Le Canard keeps independent by restricting stock ownership to its staff of 35 full-time journalists. They, in turn, elect the chief editor, set salaries, and decide how much needs to be reinvested in their profitable ($400,000 after taxes in 1978) enterprise. All revenues come from circulation, since the Duck refuses to accept any advertising. Explains a staffer: “This way we can say merde to everyone without offending any advertisers.” Having Establishment pretensions is virtually a firing offense. Indeed, a Canard writer was once dismissed for wearing the Legion of Honor. “But I didn’t ask for it,” he protested. Replied his editor: “Well, you shouldn’t have done anything to deserve it.”

Between journalistic coups, Le Canard keeps busy (and lively) by rendering public figures, fine and fatuous alike, into duck soup. Good taste is hardly ever an obstacle. Pope John Paul II has been depicted as a nude bather and a disco king, and the Ayatullah Khomeini has been anointed the ‘Fuhrer of Islam.”

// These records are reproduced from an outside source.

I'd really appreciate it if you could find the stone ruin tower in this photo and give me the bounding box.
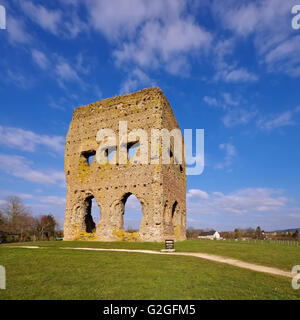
[64,87,187,241]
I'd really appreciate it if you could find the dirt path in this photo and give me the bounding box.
[7,246,293,278]
[60,248,293,278]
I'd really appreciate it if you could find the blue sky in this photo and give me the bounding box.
[0,0,300,230]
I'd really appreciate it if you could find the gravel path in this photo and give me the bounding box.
[60,248,293,278]
[6,246,293,278]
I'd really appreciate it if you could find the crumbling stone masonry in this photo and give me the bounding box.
[64,87,186,241]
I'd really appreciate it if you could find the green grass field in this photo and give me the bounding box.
[0,240,300,300]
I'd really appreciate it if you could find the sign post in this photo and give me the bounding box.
[161,239,175,252]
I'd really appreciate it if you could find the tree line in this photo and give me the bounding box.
[0,197,62,243]
[186,226,300,241]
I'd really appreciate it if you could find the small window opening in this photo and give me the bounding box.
[81,150,96,166]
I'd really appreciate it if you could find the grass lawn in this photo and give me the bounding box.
[4,240,300,271]
[0,241,300,300]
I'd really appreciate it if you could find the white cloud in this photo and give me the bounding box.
[223,92,240,107]
[6,15,32,44]
[0,154,65,187]
[216,143,237,169]
[224,68,258,82]
[19,0,62,34]
[214,0,300,76]
[87,0,212,74]
[222,108,256,127]
[39,196,66,206]
[257,107,300,131]
[6,70,32,89]
[55,60,80,81]
[31,49,49,70]
[186,189,209,199]
[203,96,219,107]
[187,188,290,215]
[0,126,65,153]
[120,69,155,94]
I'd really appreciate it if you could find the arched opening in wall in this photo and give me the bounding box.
[123,193,144,232]
[84,195,100,233]
[171,201,180,228]
[81,150,96,166]
[127,141,140,161]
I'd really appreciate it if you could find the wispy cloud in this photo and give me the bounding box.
[0,154,65,187]
[6,16,32,44]
[87,0,212,74]
[0,126,65,153]
[257,107,300,131]
[187,188,290,215]
[216,143,237,169]
[120,68,155,94]
[19,0,62,34]
[31,49,50,70]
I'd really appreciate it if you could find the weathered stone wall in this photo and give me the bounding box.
[64,88,186,241]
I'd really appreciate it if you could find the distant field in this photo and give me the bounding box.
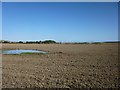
[2,43,118,88]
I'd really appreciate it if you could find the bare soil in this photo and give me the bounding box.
[2,43,118,88]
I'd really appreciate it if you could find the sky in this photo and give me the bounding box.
[2,2,118,42]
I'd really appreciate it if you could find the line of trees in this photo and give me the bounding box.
[0,40,56,44]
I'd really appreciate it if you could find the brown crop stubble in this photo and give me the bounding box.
[2,43,118,88]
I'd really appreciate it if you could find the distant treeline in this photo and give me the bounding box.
[0,40,120,44]
[0,40,56,44]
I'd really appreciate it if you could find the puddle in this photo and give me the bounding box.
[0,49,47,54]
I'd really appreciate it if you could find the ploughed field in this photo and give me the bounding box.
[2,43,118,88]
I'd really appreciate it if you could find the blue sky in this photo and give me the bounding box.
[2,2,118,42]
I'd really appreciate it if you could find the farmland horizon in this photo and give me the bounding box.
[2,2,118,42]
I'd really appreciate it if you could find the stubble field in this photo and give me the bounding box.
[2,43,118,88]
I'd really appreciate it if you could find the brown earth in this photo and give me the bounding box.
[2,43,118,88]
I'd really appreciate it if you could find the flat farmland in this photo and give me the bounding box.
[1,43,118,88]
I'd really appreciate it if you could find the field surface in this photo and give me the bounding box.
[2,43,118,88]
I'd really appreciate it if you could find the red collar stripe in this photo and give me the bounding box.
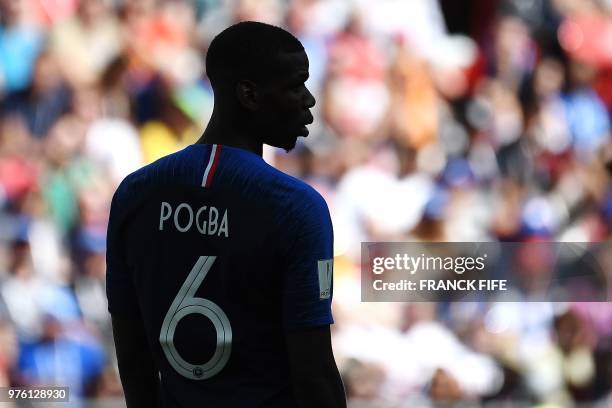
[202,144,221,187]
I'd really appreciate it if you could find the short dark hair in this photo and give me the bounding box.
[206,21,304,89]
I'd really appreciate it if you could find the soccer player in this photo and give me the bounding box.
[107,22,346,408]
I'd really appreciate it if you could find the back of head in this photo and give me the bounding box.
[206,21,304,91]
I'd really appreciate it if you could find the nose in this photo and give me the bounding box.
[305,88,317,109]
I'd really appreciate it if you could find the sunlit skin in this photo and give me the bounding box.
[197,51,316,156]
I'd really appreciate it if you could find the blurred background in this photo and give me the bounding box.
[0,0,612,408]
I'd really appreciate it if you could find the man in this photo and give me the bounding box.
[107,22,346,408]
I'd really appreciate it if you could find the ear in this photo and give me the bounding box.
[236,79,259,111]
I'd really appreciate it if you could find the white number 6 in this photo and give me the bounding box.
[159,256,232,380]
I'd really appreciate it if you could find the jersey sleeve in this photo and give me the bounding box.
[283,186,334,330]
[106,182,139,316]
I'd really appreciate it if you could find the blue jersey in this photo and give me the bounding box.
[107,145,333,408]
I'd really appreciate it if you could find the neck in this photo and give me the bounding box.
[196,111,263,156]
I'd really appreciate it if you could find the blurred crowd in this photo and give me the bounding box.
[0,0,612,408]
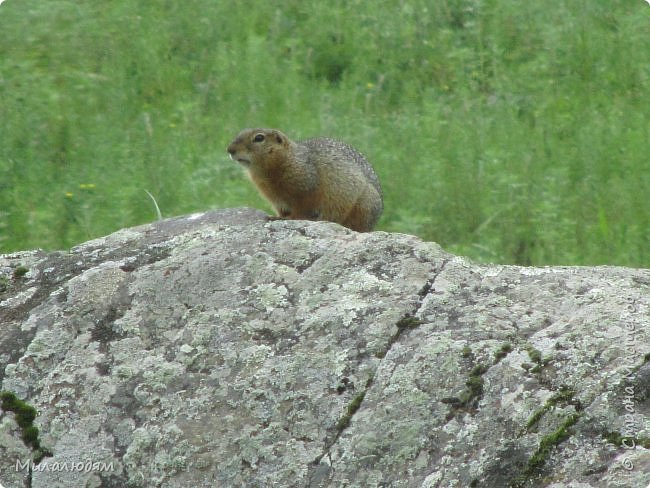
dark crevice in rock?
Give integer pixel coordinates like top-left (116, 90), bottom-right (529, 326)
top-left (308, 259), bottom-right (449, 486)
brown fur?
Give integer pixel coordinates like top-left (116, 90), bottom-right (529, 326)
top-left (228, 129), bottom-right (383, 232)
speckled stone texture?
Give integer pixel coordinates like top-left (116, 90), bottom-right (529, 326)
top-left (0, 209), bottom-right (650, 488)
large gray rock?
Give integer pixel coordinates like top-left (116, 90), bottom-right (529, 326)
top-left (0, 209), bottom-right (650, 488)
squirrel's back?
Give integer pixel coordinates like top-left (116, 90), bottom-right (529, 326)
top-left (228, 129), bottom-right (383, 232)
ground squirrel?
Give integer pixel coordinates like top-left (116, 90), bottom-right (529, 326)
top-left (228, 129), bottom-right (384, 232)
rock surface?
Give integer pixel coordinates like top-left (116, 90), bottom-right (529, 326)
top-left (0, 209), bottom-right (650, 488)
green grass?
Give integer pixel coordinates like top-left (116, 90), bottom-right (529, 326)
top-left (0, 0), bottom-right (650, 267)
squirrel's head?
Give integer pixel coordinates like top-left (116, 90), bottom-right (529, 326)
top-left (228, 129), bottom-right (289, 167)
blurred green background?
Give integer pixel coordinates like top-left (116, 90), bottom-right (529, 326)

Portly Premier Raymond Barre often stumbles into the line of fire, sometimes drawn in the nude or in women’s clothing, answering to “Babarre,” an elephantine pun, or, more directly, “Raymond l’Ignorant.”

Festooning its pages with diamond cartoons, Le Canard is now darkly hinting at multifaceted revelations to come.

The editors are undeterred, they say, by the arrest of a bureaucrat suspected of being the paper’s government informer, and unimpressed by the threat of a lawsuit from Giscard’s cousins, or by the President’s pledge last week to answer the charges at an appropriate time. Quack. Quack. Or couin-couin, as ducks say in France.